Kawasaki’s prototype hydrogen-fuelled engine is based on the H2’s supercharged four-cylinder
Is hydrogen a better fuel than petrol?
One of the key elements of e-fuel is hydrogen, and hydrogen itself is also a potential lifeline for the internal combustion engine.
We’ve already seen big players including Yamaha and Kawasaki developing hydrogen-fuelled combustion engines. The former recently created a hydrogen-powered V8 for Toyota (always a close Yamaha partner) and Kawasaki has been working on a hydrogen-fuelled version of its supercharged H2 four-cylinder engine. There are also smaller efforts out there, including Australia’s Salt Motorcycles which is working on a 1200cc, hydrogen-fuelled V8 bike (Salt Motorcycles’ owner, Brendan James, also runs hydrogen production firm LINE Hydrogen).
While hydrogen isn’t a drop-in replacement for petrol, and to be used in combustion engines needs them to be developed specifically for that purpose, the combustion engine is still a tempting way to turn hydrogen into motion.
“Hydrogen combustion engines won’t be as efficient as fuel cells,” said Turner, “But they have serious advantages in other respects. One is that they’re dirt cheap to make. Engines are really cheap in comparison to any of the other technologies – batteries or fuel cells – and the other advantage is that a hydrogen combustion engine can happily consume hydrogen with quite a lot of trace molecules, like carbon monoxide, that will poison a fuel cell. So having hydrogen engines to pull the hydrogen infrastructure forwards as you make the hydrogen cleaner is quite a neat flexibility.”

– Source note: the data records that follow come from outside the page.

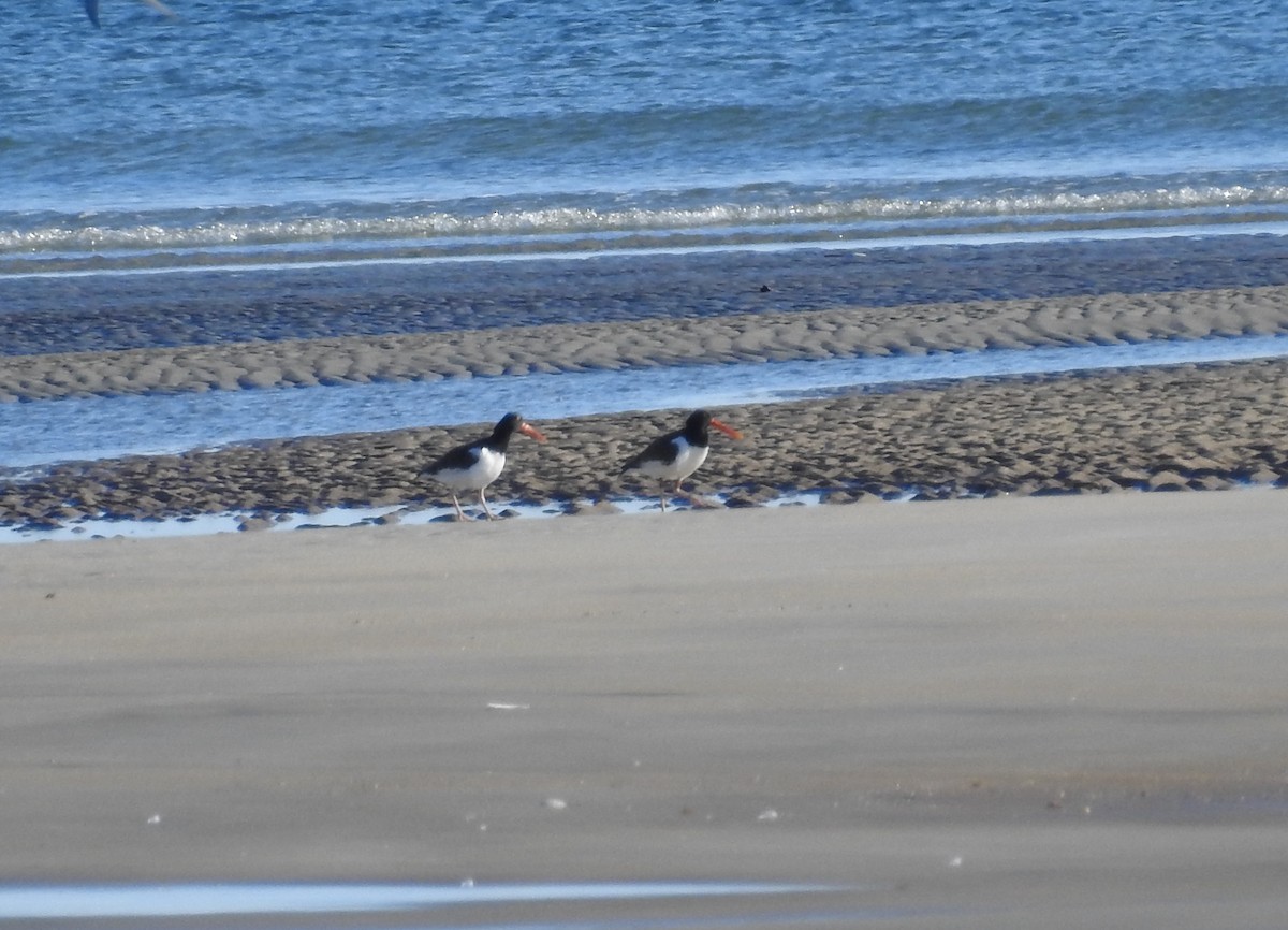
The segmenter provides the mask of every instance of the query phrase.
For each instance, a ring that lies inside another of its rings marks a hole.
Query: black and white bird
[[[684,429],[659,435],[643,452],[627,460],[622,465],[622,471],[639,471],[649,478],[675,482],[674,493],[688,497],[680,489],[680,482],[697,471],[707,460],[712,426],[730,439],[742,439],[742,433],[733,426],[720,422],[705,410],[696,410],[684,421]],[[662,495],[661,500],[662,511],[666,513],[666,495]]]
[[[515,433],[523,433],[537,442],[546,441],[541,432],[524,422],[522,416],[506,413],[492,429],[491,435],[457,446],[425,469],[424,474],[452,492],[452,504],[456,505],[456,515],[460,519],[465,519],[465,511],[461,510],[457,495],[466,491],[478,491],[483,513],[489,520],[496,519],[487,508],[483,489],[495,482],[505,468],[505,451],[510,446],[510,437]]]
[[[155,9],[157,13],[165,13],[171,19],[176,18],[174,10],[166,6],[161,0],[143,0],[148,6]],[[89,21],[98,27],[98,0],[85,0],[85,13],[89,15]]]

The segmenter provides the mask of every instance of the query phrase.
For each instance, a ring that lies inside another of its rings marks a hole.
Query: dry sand
[[[32,356],[0,389],[1279,332],[1285,295]],[[842,889],[451,926],[1282,926],[1288,493],[1099,492],[1282,484],[1285,399],[1267,361],[738,407],[747,442],[697,475],[735,504],[988,501],[6,546],[0,875]],[[680,413],[542,422],[492,498],[630,491],[603,462]],[[422,506],[419,468],[477,429],[68,465],[0,514]],[[1032,496],[1059,491],[1097,493]]]
[[[1248,489],[6,547],[0,873],[1278,926],[1285,524]]]

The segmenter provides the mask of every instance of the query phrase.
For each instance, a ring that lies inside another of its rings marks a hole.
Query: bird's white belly
[[[505,455],[482,448],[478,461],[470,468],[443,469],[434,477],[452,491],[482,491],[500,477],[504,468]]]

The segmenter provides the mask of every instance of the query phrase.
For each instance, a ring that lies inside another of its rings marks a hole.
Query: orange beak
[[[739,433],[738,430],[735,430],[733,426],[728,426],[728,425],[720,422],[715,417],[711,417],[711,425],[715,426],[716,429],[719,429],[721,433],[724,433],[730,439],[742,439],[742,433]]]

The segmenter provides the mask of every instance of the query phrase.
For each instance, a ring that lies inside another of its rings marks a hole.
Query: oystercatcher
[[[537,442],[546,441],[541,432],[524,422],[522,416],[506,413],[492,429],[492,435],[457,446],[424,470],[424,474],[446,484],[452,492],[452,504],[456,505],[456,515],[460,519],[465,519],[465,511],[461,510],[461,501],[456,495],[464,491],[478,491],[483,513],[489,520],[496,519],[487,508],[483,488],[495,482],[505,468],[505,450],[510,446],[510,437],[516,432]]]
[[[675,482],[675,493],[693,497],[680,489],[680,482],[697,471],[698,465],[707,460],[707,446],[711,442],[710,428],[715,426],[732,439],[742,439],[742,433],[726,426],[705,410],[696,410],[684,421],[684,429],[659,435],[639,455],[622,465],[622,471],[639,471],[649,478],[662,478]],[[661,497],[662,513],[666,513],[666,496]]]
[[[157,13],[165,13],[171,19],[175,19],[174,10],[166,6],[161,0],[143,0],[148,6],[155,9]],[[98,0],[85,0],[85,14],[89,21],[98,26]]]

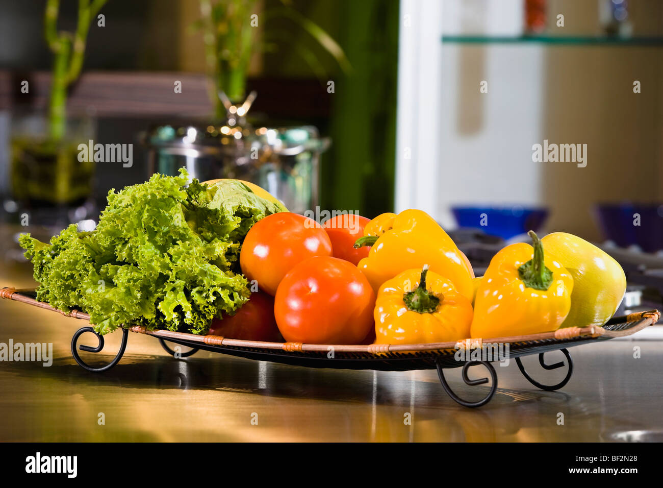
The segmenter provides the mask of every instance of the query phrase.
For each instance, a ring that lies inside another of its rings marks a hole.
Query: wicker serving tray
[[[34,290],[17,290],[12,287],[0,289],[0,297],[20,301],[27,305],[56,311],[82,320],[90,320],[84,312],[72,310],[64,312],[48,303],[37,301]],[[514,358],[525,377],[538,388],[552,390],[561,388],[568,381],[573,371],[573,365],[567,348],[589,343],[606,341],[614,337],[631,335],[646,327],[656,323],[660,318],[658,310],[633,313],[622,317],[614,317],[603,327],[568,327],[554,332],[509,337],[493,337],[485,339],[468,339],[461,342],[435,343],[428,344],[339,345],[326,344],[302,344],[301,343],[272,343],[229,339],[217,335],[197,335],[195,334],[172,332],[170,331],[148,331],[142,326],[129,326],[122,329],[123,337],[120,351],[109,364],[95,368],[83,361],[76,351],[78,337],[85,332],[93,332],[90,326],[82,327],[74,334],[72,341],[72,353],[76,362],[90,371],[101,372],[115,366],[124,353],[127,344],[127,331],[145,334],[158,338],[164,348],[171,355],[174,351],[166,345],[164,341],[193,348],[191,351],[180,354],[179,357],[191,355],[200,349],[221,353],[231,356],[259,361],[272,361],[294,366],[312,368],[333,368],[341,369],[373,369],[383,371],[404,371],[415,369],[437,369],[440,380],[447,392],[457,402],[467,406],[479,406],[487,403],[497,388],[497,375],[489,361],[482,360],[463,361],[456,359],[459,349],[481,347],[482,344],[509,344],[509,358]],[[95,333],[93,333],[96,335]],[[103,348],[103,338],[97,335],[99,345],[95,347],[78,346],[78,349],[98,353]],[[563,363],[547,365],[543,360],[544,353],[562,350],[568,359],[567,377],[556,385],[543,385],[531,378],[522,367],[520,357],[532,354],[539,355],[539,362],[545,369],[556,369],[564,366]],[[498,361],[495,359],[495,361]],[[444,379],[442,369],[463,368],[463,379],[469,385],[488,382],[488,378],[471,380],[467,371],[469,366],[482,364],[493,378],[493,384],[488,396],[479,402],[468,402],[453,393]]]

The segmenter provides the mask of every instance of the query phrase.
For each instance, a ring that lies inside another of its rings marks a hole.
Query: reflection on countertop
[[[30,283],[29,266],[0,268],[0,286]],[[575,372],[558,392],[534,389],[514,361],[495,363],[495,397],[468,409],[446,396],[433,370],[310,369],[206,351],[177,360],[137,334],[117,366],[90,373],[70,351],[82,321],[5,300],[0,316],[0,343],[52,343],[54,356],[50,367],[0,363],[0,441],[583,442],[661,440],[663,432],[656,341],[572,348]],[[110,359],[120,337],[106,336],[101,355]],[[94,341],[86,335],[79,343]],[[552,354],[548,363],[563,358]],[[534,357],[524,363],[542,382],[564,374],[543,371]],[[469,399],[488,388],[466,386],[459,370],[447,371]]]

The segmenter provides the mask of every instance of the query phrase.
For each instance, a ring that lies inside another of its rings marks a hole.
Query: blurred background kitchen
[[[97,1],[62,1],[57,29]],[[660,1],[109,0],[59,125],[46,5],[0,0],[6,262],[26,226],[93,228],[110,189],[183,166],[294,211],[422,208],[477,275],[528,228],[572,232],[622,264],[627,305],[660,307]],[[133,144],[131,166],[79,163],[90,139]],[[544,141],[586,165],[533,161]]]

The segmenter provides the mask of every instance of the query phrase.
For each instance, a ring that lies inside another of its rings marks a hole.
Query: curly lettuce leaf
[[[241,242],[280,209],[241,183],[187,179],[154,175],[111,191],[92,232],[72,224],[48,244],[21,236],[38,299],[83,310],[100,334],[130,324],[202,334],[233,313],[250,294]]]

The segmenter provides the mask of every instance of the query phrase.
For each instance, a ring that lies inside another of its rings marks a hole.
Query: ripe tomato
[[[276,291],[274,313],[289,342],[360,344],[375,328],[375,294],[347,261],[319,256],[288,272]]]
[[[353,246],[355,241],[364,235],[364,227],[369,222],[370,219],[354,214],[337,215],[326,221],[322,226],[332,240],[333,257],[349,261],[355,266],[360,260],[367,257],[369,246],[359,249]]]
[[[289,212],[268,215],[251,228],[239,253],[249,281],[272,296],[286,273],[314,256],[331,256],[332,241],[312,218]]]
[[[262,291],[251,293],[249,301],[234,315],[214,319],[209,333],[229,339],[280,342],[282,338],[274,317],[274,297]]]

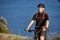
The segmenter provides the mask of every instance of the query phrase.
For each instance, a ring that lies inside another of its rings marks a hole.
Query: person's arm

Hydrogen-powered Kawasaki carries the fuel in replaceable cartridges in the panniers to solve refuelling problems
Although the message from politicians in recent years has been firmly in favour of battery-electric vehicles rather than e-fuels, Turner says that’s starting to shift: “I’m beginning to see the signs of some realism. The penny is starting to drop that if electrification doesn’t work, we will have flushed away the European heavy industry of making cars. Even if we go to electrification, the number of people employed is much, much lower, and we’ll be buying all the batteries from China.”
There’s also the risk of a ‘Havana Effect’ – where people can’t afford the latest, battery-powered vehicles and are instead left trying to keep old, combustion-powered ones on the road. It’s named after the phenomenon in Cuba where, after Castro’s Communist revolution, it became essentially impossible to import cars from the West, meaning that for decades the streets have been filled with cars from the 1940s and 1950s. E-fuels instantly solve that problem by allowing existing vehicles, however old, be carbon-neutral when it comes to emissions.
“E-fuels are blendable with what we have at the moment,” explained Turner, “You can start to decarbonize all the vehicles as soon as you put e-fuel into the distribution system. The problem with the ‘legacy fleet’ is that it’s totally left by battery vehicles, and if we don’t decarbonize the fuel they run on, we’ll always be emitting fossil CO2 if that’s where the fuel comes from.”